Formation et handicap : témoignage
« À 17 ans, en six mois, j'ai perdu la vue »
Il y a sept ans, Guillaume Tertre, 24 ans, est devenu aveugle en six mois. Aujourd'hui, sûr de lui, il prépare un BTS assistant de direction.
« J'avais 17 ans. C'était en 2001. Pendant les vacances d'été j'ai passé une visite médicale pour un boulot saisonnier. C'est là qu'on a remarqué pour la première fois que ma vue baissait. ». Jusque-là, Guillaume Tertre avait 10 dixièmes à chaque oeil. « En l'espace de six mois, ma vue a disparu. J'en suis à un quarantième, je vois juste les contrastes. À la limite de la canne blanche. » La faute à une maladie génétique rare, « la maladie de Leber », une dégénérescence du nerf optique.
« Des CV sans réponses »
Du jour au lendemain, la vie de Guillaume va changer. Lui qui entrait en seconde STI (sciences et technique industrielle), et qui se passionnait pour le DAO, le dessin assisté par ordinateur, a dû changer ses plans.
Au centre d'insertion des déficients visuels de Plénée-Jugon, il a appris le braille, mais aussi à maîtriser un ordinateur à synthèse vocale, qui lui permet aussi d'agrandir des zones de l'écran. « Pour le reste, j'ai appris à repérer les obstacles aux sons, et aussi à mémoriser les lieux. Au début, c'était « qu'est que j'ai fait pour être comme ça... » Mais après une phase de résignation, j'ai repris pied. » De l'usinage, Sébastien s'est réorienté vers le secrétariat, BEP puis bac professionnel.
Aujourd'hui Guillaume Tertre prépare un BTS assistant de direction au lycée Rabelais à Saint-Brieuc.
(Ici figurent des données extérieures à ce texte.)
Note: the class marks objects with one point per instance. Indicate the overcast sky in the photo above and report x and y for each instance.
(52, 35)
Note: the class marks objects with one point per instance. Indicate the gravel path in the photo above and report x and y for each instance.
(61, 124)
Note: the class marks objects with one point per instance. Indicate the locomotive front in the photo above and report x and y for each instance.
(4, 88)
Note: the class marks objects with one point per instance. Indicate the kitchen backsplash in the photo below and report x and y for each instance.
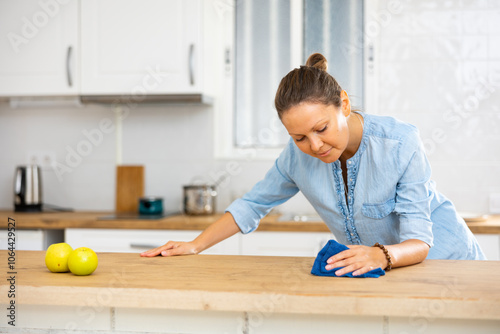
(439, 68)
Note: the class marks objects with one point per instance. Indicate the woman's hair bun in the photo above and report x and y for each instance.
(317, 60)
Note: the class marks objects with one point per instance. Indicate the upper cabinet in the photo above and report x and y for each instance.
(39, 48)
(137, 47)
(110, 50)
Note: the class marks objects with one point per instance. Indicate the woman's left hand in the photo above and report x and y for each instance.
(358, 260)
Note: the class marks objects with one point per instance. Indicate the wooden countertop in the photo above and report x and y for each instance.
(62, 220)
(434, 288)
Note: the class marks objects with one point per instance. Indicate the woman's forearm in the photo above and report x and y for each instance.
(222, 229)
(408, 252)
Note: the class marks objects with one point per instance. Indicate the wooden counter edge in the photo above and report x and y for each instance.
(120, 297)
(65, 220)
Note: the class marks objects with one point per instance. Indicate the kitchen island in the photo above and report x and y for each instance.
(251, 294)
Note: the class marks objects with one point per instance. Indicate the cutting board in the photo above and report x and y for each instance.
(129, 188)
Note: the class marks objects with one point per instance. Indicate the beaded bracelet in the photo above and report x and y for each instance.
(387, 256)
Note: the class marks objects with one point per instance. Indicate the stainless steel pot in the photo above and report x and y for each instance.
(199, 199)
(28, 189)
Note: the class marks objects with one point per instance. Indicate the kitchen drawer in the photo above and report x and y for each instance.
(490, 244)
(32, 239)
(284, 243)
(137, 241)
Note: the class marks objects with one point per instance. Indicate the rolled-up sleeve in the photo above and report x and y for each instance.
(276, 188)
(413, 195)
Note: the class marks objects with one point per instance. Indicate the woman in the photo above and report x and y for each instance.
(367, 176)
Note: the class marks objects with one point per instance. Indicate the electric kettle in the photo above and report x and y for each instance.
(28, 189)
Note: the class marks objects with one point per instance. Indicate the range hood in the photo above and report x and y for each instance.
(78, 100)
(157, 98)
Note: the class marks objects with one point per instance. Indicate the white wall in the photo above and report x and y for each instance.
(433, 56)
(174, 143)
(439, 68)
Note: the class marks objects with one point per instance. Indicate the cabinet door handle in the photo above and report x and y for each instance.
(148, 246)
(69, 75)
(191, 65)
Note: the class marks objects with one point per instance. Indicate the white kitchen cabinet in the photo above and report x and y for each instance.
(39, 48)
(136, 47)
(490, 244)
(284, 243)
(137, 241)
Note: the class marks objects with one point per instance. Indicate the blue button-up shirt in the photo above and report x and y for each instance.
(390, 196)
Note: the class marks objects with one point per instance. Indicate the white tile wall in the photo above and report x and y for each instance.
(436, 59)
(438, 63)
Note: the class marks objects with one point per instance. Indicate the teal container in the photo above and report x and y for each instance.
(151, 206)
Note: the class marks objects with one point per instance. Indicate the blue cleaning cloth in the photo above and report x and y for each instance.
(330, 249)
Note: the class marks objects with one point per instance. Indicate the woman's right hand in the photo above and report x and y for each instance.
(172, 248)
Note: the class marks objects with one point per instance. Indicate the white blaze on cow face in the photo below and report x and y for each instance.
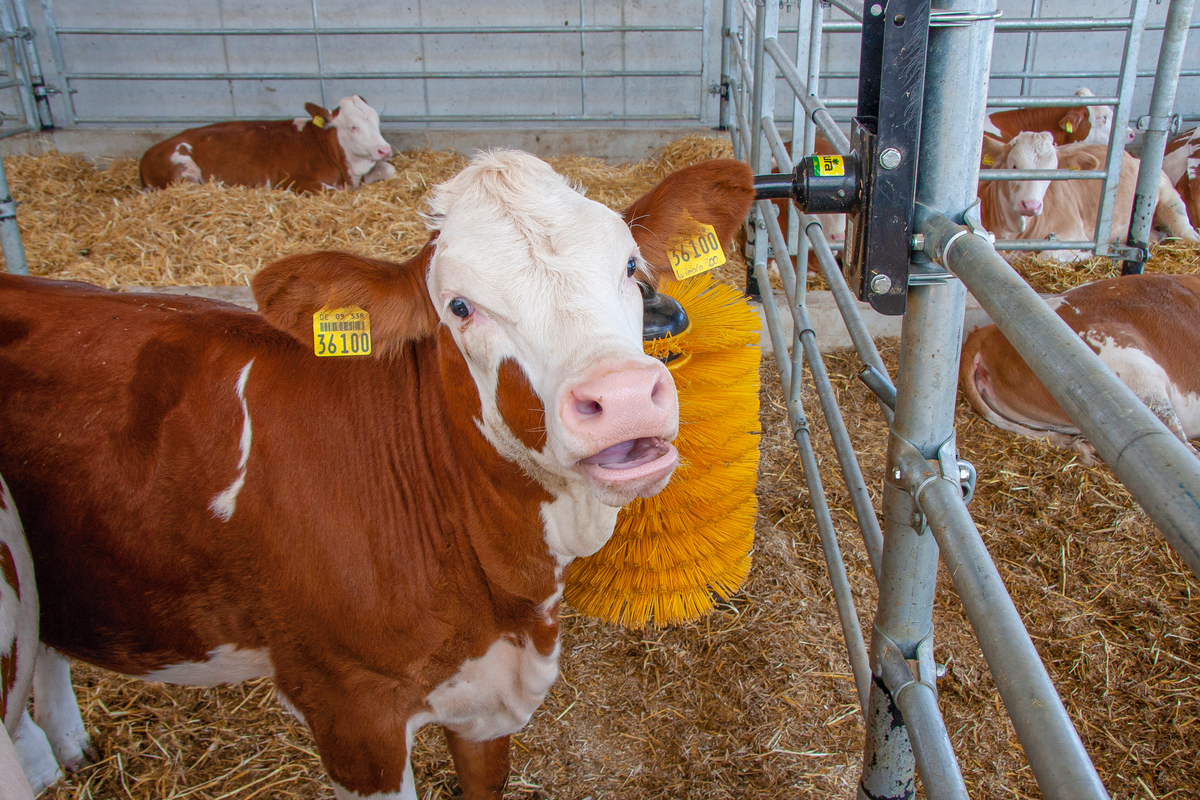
(529, 270)
(1030, 150)
(358, 132)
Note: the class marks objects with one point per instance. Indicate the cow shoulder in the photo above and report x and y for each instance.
(718, 193)
(292, 289)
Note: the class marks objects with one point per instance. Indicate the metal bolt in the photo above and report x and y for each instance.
(889, 158)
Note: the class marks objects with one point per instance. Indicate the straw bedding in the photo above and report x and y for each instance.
(753, 701)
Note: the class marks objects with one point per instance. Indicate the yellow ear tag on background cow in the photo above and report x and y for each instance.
(832, 166)
(696, 253)
(341, 331)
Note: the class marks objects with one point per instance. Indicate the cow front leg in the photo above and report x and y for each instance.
(57, 711)
(483, 767)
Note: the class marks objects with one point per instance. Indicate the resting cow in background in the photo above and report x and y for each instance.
(339, 149)
(217, 494)
(1069, 125)
(27, 763)
(1067, 209)
(1145, 328)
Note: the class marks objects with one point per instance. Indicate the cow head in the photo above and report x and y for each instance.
(358, 133)
(1029, 150)
(537, 288)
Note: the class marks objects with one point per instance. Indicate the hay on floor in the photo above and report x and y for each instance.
(754, 701)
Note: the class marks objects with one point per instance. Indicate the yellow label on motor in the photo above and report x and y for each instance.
(341, 331)
(696, 254)
(828, 166)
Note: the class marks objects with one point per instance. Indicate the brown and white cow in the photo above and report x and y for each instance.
(1068, 125)
(27, 763)
(208, 499)
(339, 149)
(1067, 209)
(1145, 328)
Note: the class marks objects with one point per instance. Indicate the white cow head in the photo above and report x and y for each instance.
(358, 133)
(1029, 150)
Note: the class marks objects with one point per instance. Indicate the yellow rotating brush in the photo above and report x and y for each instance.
(671, 553)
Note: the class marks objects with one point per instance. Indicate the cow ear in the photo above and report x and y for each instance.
(317, 110)
(717, 193)
(293, 289)
(1073, 121)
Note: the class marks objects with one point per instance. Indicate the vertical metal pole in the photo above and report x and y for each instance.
(1162, 103)
(729, 66)
(60, 64)
(1120, 122)
(10, 234)
(955, 95)
(321, 61)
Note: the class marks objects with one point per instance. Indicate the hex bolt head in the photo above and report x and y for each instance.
(889, 158)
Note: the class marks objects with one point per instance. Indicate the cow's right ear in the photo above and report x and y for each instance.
(316, 110)
(717, 193)
(293, 289)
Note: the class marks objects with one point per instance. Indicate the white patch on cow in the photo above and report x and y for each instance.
(55, 708)
(35, 756)
(226, 503)
(576, 524)
(358, 133)
(495, 695)
(226, 663)
(186, 168)
(1179, 410)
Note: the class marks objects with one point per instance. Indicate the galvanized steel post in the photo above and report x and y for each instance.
(1162, 102)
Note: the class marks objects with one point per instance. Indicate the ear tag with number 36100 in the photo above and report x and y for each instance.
(341, 331)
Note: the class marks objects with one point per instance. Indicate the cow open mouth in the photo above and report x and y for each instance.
(631, 459)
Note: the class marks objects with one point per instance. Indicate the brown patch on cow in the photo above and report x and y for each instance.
(9, 566)
(715, 192)
(291, 290)
(520, 405)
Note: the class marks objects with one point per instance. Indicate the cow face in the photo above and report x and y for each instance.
(358, 132)
(537, 286)
(1030, 150)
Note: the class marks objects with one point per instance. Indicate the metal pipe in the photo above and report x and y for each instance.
(844, 597)
(10, 233)
(1157, 469)
(1162, 102)
(1051, 745)
(811, 104)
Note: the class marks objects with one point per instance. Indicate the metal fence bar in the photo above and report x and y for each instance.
(1162, 103)
(1159, 471)
(10, 233)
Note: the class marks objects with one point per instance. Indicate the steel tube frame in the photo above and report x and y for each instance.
(1162, 103)
(1157, 469)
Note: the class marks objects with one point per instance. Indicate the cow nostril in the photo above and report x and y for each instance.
(587, 408)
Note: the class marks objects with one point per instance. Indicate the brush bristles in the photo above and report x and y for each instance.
(673, 553)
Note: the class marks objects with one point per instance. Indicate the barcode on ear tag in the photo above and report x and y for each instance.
(341, 331)
(697, 253)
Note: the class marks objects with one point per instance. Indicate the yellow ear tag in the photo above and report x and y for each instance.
(341, 331)
(697, 253)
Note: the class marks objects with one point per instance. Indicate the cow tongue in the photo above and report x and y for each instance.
(628, 455)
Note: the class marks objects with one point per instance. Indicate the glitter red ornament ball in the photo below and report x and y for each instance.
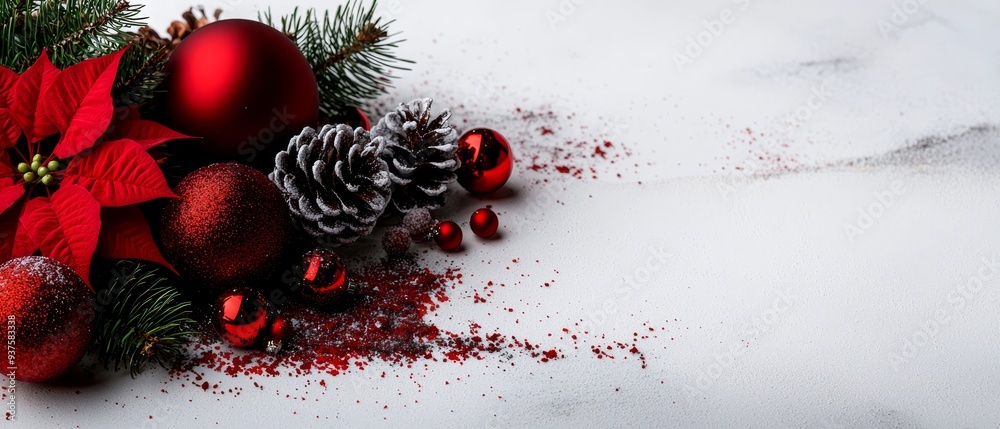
(448, 235)
(484, 223)
(48, 314)
(229, 227)
(324, 281)
(486, 161)
(241, 85)
(241, 316)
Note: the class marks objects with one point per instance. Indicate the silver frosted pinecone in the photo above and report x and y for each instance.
(420, 152)
(334, 181)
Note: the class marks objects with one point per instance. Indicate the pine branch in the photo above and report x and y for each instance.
(350, 52)
(75, 30)
(140, 319)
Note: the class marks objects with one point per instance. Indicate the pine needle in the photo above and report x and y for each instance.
(350, 52)
(140, 319)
En classe, il bénéficie du soutien d'une auxiliaire de vie scolaire. « Et si mes notes me le permettent, j'espère bien passer en licence professionnelle l'an prochain. »
Comment les entreprises réagissent-elles lorsque Guillaume arrive en stage ? « Je n'ai pas obligation d'indiquer dans mon curriculum vite que je suis déficient visuel. Mais bien sûr je l'indique. Et cela me vaut beaucoup de demandes sans réponses.... Mais j'en étonne plus d'un quand je montre qu'avec mon propre matériel, mes ordinateurs et un agrandisseur, je fais le même travail que les autres. Et puis j'essaie de m'intégrer au mieux dans les équipes. Et ça, c'est un plus pour l'entreprise. »
Guillaume a raconté son histoire hier à a journée d'information et de sensibilisation pour l'intégration des handicapés a eu lieu hier, au lycée Ker Siam à Dinan.